Razavi M, Sayre J W, Taira R K, Simons M, Huang H K, Chuang K S, Rahbar G, Kangarloo H
Department of Radiological Sciences, University of California, School of Medicine, Los Angeles 90024-1721.
AJR Am J Roentgenol. 1992 Feb;158(2):443-8. doi: 10.2214/ajr.158.2.1729805.
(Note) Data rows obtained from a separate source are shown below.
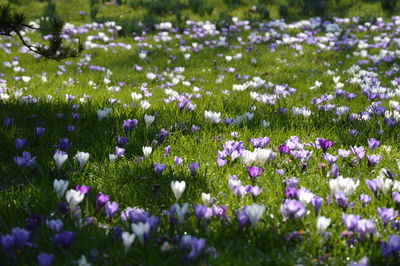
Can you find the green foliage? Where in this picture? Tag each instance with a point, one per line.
(389, 5)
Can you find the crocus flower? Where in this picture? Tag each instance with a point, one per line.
(373, 143)
(322, 224)
(254, 212)
(60, 186)
(147, 151)
(45, 259)
(254, 171)
(193, 167)
(55, 225)
(60, 157)
(178, 188)
(101, 200)
(373, 159)
(141, 230)
(159, 168)
(82, 158)
(292, 208)
(74, 198)
(127, 240)
(387, 215)
(111, 209)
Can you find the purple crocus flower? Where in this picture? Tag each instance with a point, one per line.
(359, 152)
(291, 192)
(373, 159)
(111, 209)
(178, 161)
(39, 131)
(101, 200)
(45, 259)
(254, 171)
(324, 144)
(387, 215)
(159, 168)
(193, 167)
(292, 208)
(242, 218)
(119, 152)
(20, 236)
(373, 143)
(392, 247)
(167, 150)
(129, 125)
(350, 221)
(316, 202)
(64, 238)
(122, 141)
(20, 143)
(364, 199)
(341, 200)
(82, 189)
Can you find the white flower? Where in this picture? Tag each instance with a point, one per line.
(127, 240)
(112, 157)
(212, 117)
(136, 96)
(304, 196)
(102, 113)
(178, 188)
(60, 186)
(181, 212)
(346, 185)
(149, 119)
(60, 157)
(322, 223)
(206, 198)
(74, 198)
(147, 151)
(254, 212)
(141, 230)
(82, 158)
(145, 105)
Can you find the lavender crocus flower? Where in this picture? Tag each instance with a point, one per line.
(350, 221)
(159, 168)
(254, 171)
(111, 209)
(193, 167)
(373, 159)
(373, 143)
(387, 215)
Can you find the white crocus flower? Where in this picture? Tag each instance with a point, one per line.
(147, 151)
(254, 212)
(60, 186)
(178, 188)
(127, 240)
(74, 198)
(322, 223)
(346, 185)
(206, 198)
(82, 158)
(141, 230)
(149, 119)
(60, 157)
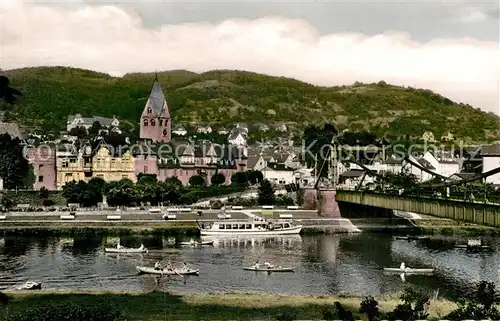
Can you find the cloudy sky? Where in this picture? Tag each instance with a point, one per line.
(449, 47)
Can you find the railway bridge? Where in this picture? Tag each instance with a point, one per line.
(466, 211)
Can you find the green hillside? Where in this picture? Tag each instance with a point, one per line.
(224, 97)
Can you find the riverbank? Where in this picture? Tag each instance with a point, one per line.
(153, 306)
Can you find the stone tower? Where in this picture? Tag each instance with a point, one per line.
(156, 123)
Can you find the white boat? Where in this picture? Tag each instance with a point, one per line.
(408, 270)
(268, 269)
(255, 227)
(141, 249)
(164, 271)
(30, 286)
(197, 243)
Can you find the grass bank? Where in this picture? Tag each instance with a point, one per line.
(450, 227)
(155, 306)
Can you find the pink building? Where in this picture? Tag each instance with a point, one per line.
(156, 123)
(43, 160)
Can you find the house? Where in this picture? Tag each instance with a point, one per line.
(12, 129)
(278, 174)
(280, 127)
(444, 164)
(43, 160)
(394, 164)
(447, 137)
(222, 131)
(180, 130)
(428, 137)
(204, 129)
(111, 164)
(77, 120)
(156, 123)
(237, 137)
(263, 128)
(69, 166)
(491, 160)
(304, 177)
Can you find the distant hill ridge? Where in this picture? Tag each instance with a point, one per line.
(228, 96)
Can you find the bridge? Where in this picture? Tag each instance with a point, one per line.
(466, 211)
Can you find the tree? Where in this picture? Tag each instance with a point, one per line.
(218, 179)
(44, 193)
(254, 177)
(197, 181)
(14, 167)
(266, 193)
(239, 178)
(79, 132)
(143, 178)
(95, 129)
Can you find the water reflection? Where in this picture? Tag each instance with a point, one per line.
(327, 264)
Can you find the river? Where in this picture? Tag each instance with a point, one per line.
(325, 264)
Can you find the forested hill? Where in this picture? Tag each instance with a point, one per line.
(225, 97)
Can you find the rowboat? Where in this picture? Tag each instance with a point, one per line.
(408, 270)
(30, 286)
(141, 249)
(269, 269)
(412, 237)
(197, 243)
(150, 270)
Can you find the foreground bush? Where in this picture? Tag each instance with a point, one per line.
(67, 311)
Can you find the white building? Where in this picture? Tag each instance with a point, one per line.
(491, 161)
(180, 131)
(87, 122)
(444, 165)
(204, 129)
(278, 174)
(237, 138)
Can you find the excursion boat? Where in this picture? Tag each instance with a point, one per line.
(269, 269)
(409, 270)
(194, 243)
(30, 285)
(140, 249)
(164, 271)
(256, 227)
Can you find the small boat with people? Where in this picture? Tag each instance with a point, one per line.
(474, 245)
(30, 285)
(255, 227)
(194, 243)
(407, 270)
(168, 270)
(122, 249)
(267, 267)
(412, 237)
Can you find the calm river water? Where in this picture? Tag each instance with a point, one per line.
(325, 265)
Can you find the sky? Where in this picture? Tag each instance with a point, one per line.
(449, 47)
Two methods are commonly used to visualize digital radiologic imaging data: (1) hard-copy viewing, in which the digital data are used to modulate the intensity of a laser beam that exposes an analog film and (2) soft-copy viewing, in which the digital data are converted to an analog video signal and presented on a CRT monitor. The film method allows new digital imaging systems to be easily integrated into conventional radiologic management and viewing methods. The second method, soft-copy viewing, allows digital imaging data to be managed and viewed electronically in a picture archiving and communication system (PACS). These PACS systems are hypothesized to have improved operational efficiency and enhanced image-analysis capabilities. The quality of soft-copy images is still not widely accepted. This article reports on the results of a large-scale receiver-operating-characteristic study comparing observers' performance in detecting various pediatric chest abnormalities on soft-copy 2048 x 2048K byte displays with their performance with digital laser-printed film from computed radiography. The disease categories studied were pneumothorax, linear atelectasis, air bronchogram, and interstitial disease. The selected data set included 239 images; 77 contained no proved abnormality and 162 contained one or more of the abnormalities mentioned. Seven pediatric radiologists participated in the study, two as judges and five as observers. Our results show no significant difference between viewing images on digital hard copy and soft copy for the detection of pneumothoraces and air bronchograms. A slight performance edge for soft copy was seen for interstitial disease and linear atelectasis. This result indicates that computed chest radiographs in children viewed in a soft-copy PACS environment should result in diagnoses similar to or slightly more accurate than those obtained in a laser-printed film-based environment.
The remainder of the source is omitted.